Caspar Yuill: New Balance’s resurgence from daggy to desirable

NB’s journey towards popularity and success is a fascinating story of how culture has the power to make or break a brand, writes Caspar Yuill.

By Caspar Yuill, senior strategist at AFFINITY

Remember the Crazy Stupid Love flick from 2011? And that scene where Ryan Gosling slaps Steve Carrell in the face for wearing 407s and then throws them over a railing? 

The story goes that little moment caused sales to fall almost immediately. And as a result, New Balance was in danger of losing its position as the fourth-largest shoe brand in the market. 

What followed was one of the biggest marketing turnarounds of the last decade. And curiously you won’t find it in any Effie entry. But NB’s journey towards popularity and success is a fascinating story of how culture has the power to make or break a brand. 

Smelly sneakers

New Balance’s original appeal was pale, male and stale. 

It was a dad joke. And definitely not on the radar of any new or younger buyers. 
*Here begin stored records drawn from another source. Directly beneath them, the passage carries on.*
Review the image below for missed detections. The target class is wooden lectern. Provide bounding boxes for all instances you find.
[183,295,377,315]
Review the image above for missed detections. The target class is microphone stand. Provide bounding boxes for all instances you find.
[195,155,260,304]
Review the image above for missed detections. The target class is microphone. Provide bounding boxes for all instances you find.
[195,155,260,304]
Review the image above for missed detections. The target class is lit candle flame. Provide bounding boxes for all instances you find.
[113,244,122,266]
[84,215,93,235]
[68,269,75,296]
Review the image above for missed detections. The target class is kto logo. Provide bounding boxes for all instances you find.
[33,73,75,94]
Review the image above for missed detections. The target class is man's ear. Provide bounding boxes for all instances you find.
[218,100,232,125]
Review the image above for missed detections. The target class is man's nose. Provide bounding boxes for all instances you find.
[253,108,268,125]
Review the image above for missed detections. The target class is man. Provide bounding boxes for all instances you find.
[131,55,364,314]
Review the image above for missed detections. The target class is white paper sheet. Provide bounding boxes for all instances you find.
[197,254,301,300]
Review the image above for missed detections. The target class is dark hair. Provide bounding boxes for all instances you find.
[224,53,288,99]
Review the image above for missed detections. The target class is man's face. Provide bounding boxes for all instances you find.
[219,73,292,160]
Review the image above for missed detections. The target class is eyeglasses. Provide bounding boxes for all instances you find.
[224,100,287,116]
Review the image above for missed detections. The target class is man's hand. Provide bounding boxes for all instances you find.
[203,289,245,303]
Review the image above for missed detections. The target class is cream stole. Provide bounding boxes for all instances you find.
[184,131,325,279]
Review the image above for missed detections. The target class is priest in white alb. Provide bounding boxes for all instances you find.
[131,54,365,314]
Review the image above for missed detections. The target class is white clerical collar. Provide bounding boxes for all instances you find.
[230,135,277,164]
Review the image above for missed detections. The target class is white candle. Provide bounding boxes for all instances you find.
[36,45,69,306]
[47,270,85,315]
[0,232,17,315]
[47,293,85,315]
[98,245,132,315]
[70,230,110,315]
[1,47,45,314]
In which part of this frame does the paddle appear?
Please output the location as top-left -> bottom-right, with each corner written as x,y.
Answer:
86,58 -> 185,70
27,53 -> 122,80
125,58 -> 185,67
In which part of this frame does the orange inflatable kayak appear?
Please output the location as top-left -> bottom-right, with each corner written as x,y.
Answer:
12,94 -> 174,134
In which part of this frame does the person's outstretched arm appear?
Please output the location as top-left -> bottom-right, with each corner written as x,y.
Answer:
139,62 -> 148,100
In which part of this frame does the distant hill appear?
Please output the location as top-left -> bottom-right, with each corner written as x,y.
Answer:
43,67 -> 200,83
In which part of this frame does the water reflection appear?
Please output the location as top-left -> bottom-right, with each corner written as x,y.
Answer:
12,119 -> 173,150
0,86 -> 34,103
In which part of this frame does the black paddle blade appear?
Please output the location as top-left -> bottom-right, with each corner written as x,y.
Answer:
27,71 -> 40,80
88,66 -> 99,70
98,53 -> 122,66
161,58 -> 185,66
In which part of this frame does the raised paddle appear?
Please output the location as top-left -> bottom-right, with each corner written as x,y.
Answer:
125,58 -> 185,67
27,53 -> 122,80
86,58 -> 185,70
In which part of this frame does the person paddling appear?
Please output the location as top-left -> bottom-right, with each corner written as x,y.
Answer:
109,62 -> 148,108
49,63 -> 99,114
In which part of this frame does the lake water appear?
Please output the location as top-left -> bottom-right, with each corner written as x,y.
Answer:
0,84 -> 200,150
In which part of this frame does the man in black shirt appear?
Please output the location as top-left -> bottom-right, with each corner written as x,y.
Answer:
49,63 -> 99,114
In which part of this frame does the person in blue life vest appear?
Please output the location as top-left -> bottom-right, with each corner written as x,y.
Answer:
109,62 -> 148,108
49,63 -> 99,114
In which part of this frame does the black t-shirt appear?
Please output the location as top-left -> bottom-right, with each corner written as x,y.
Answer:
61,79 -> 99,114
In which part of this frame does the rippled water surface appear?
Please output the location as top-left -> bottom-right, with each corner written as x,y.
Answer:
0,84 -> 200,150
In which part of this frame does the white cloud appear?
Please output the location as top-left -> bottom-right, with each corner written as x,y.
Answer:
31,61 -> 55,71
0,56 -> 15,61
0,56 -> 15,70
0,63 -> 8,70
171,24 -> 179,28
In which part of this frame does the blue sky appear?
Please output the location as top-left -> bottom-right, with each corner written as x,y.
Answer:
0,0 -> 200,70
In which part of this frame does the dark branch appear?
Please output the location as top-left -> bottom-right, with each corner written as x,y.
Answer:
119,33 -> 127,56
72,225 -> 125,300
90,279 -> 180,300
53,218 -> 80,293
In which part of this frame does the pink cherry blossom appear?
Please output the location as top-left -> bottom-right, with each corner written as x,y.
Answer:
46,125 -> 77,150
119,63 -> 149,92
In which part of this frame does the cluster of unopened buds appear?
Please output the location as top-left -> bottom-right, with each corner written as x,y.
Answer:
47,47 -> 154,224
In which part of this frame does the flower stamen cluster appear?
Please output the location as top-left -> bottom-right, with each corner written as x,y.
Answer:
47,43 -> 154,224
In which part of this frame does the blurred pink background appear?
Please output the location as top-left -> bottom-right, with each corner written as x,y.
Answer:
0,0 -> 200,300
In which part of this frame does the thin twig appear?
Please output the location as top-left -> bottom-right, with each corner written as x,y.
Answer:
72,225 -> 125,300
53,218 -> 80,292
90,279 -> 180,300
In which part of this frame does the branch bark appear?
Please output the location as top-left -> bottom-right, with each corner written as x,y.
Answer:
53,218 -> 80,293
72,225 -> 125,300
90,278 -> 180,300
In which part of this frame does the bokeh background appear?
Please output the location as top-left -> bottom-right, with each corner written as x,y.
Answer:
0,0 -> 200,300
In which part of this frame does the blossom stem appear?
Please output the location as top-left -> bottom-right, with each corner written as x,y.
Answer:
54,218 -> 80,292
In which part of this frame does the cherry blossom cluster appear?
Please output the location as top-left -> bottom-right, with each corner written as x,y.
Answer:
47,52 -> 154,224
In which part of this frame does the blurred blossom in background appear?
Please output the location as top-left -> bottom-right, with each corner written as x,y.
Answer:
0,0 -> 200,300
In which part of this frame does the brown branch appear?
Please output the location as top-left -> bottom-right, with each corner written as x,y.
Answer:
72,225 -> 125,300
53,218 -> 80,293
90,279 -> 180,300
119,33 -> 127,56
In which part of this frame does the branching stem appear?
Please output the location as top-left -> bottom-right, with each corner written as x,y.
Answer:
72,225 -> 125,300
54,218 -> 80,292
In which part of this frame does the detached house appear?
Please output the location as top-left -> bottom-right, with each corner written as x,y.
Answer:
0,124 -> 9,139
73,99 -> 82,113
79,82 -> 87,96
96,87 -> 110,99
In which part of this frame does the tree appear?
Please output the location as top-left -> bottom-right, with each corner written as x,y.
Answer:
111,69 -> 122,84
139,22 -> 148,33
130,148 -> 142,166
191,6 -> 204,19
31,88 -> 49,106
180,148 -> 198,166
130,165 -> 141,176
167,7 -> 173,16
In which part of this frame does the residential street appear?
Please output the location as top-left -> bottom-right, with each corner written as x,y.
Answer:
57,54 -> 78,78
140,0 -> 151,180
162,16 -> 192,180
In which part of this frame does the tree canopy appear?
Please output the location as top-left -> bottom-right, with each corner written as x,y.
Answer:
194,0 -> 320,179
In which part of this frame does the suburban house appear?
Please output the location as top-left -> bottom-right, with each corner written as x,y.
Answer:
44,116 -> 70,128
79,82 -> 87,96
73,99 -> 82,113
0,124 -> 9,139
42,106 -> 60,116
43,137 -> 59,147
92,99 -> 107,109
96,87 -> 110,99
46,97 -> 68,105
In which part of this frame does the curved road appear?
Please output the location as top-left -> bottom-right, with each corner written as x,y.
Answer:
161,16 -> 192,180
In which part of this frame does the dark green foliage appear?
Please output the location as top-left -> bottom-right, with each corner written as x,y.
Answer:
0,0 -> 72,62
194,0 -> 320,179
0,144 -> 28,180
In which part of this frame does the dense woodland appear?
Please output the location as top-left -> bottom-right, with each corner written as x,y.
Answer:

According to Jacques Slade, sneaker aficionado, “I could walk in my neighbourhood on Saturday morning and see old white guys out mowing their lawns in a pair of New Balances.” And while dads are lovable, they’re not going to keep your brand alive. 

The second problem New Balance faced is that its appeal extended to very limited wearable occasions. Think running, taking the kids to football, and yes, mowing the lawn. Other, cooler brands were owning and expanding into celebrities, outdoor wear, and high fashion.  

The other problem was that New Balance had historically under-invested in advertising and sponsorship. The owner, Jim Davis, believed in being known for technical performance instead of big-ticket athlete sponsorships.  

It’s not like NB didn’t have technically excellent products – the 574, the 990, and the W320 were all great shoes. It’s just that no one knew about them, and they were being outgunned by the deep marketing pockets of Nike and Adidas.  

New Balance - Caspar Yuill - AFFINITY

Caspar Yuill

Stepping it up

Unlocking new audiences started with cross-brand collabs, the first of which was with the hot streetwear brand Aimé Leon Dore. 

The ALD 550s became a hit and inspired a slew of partnerships with Comme des Garçons, Joe Freshgoods, and Rich Paul. New Balance quickly became adept at picking collaborations with brands with credibility and currency with the new audiences they wanted to attract.  

The key to successful collabs was in part due to a new and culturally diverse team. Yuron White, vice president of Global Lifestyle, calls it the most diverse team he’s ever worked with: “I think we’re helping to unlock this brand to see even bigger things than where we’ve been in the past.” It made sense – to attract a different audience, New Balance also needed a different perspective from its marketing team.  

NB also ceded control of the product and marketing to its collaborators. The team understood that its collaborators had all the skills they didn’t and it gave New Balance the power and control to execute its vision. Bold campaigns like actor Jesse Williams pouring water into crystal glassware on a mossy tree stump or Joe Freshgoods’ ruminations on Chicago summertime helped shift perceptions. And new product developments like the whistle on the 574 Yurt helped solidify its new street cred. 

In a more traditional move, the brand also increased its marketing investment by 37% from 2019 to try and keep pace with its competitors. Clearly, New Balance had hit a growth ceiling that product innovation alone could not overcome and needed more investment to kickstart growth.  

There is no doubt other factors contributed to New Balance’s ascendance. No turnaround of this size happens in a vacuum. But clearly, the brand’s custodians saw the change they needed to create and followed that through with dogged determination in order to realise New Balance’s hard-won street cred position.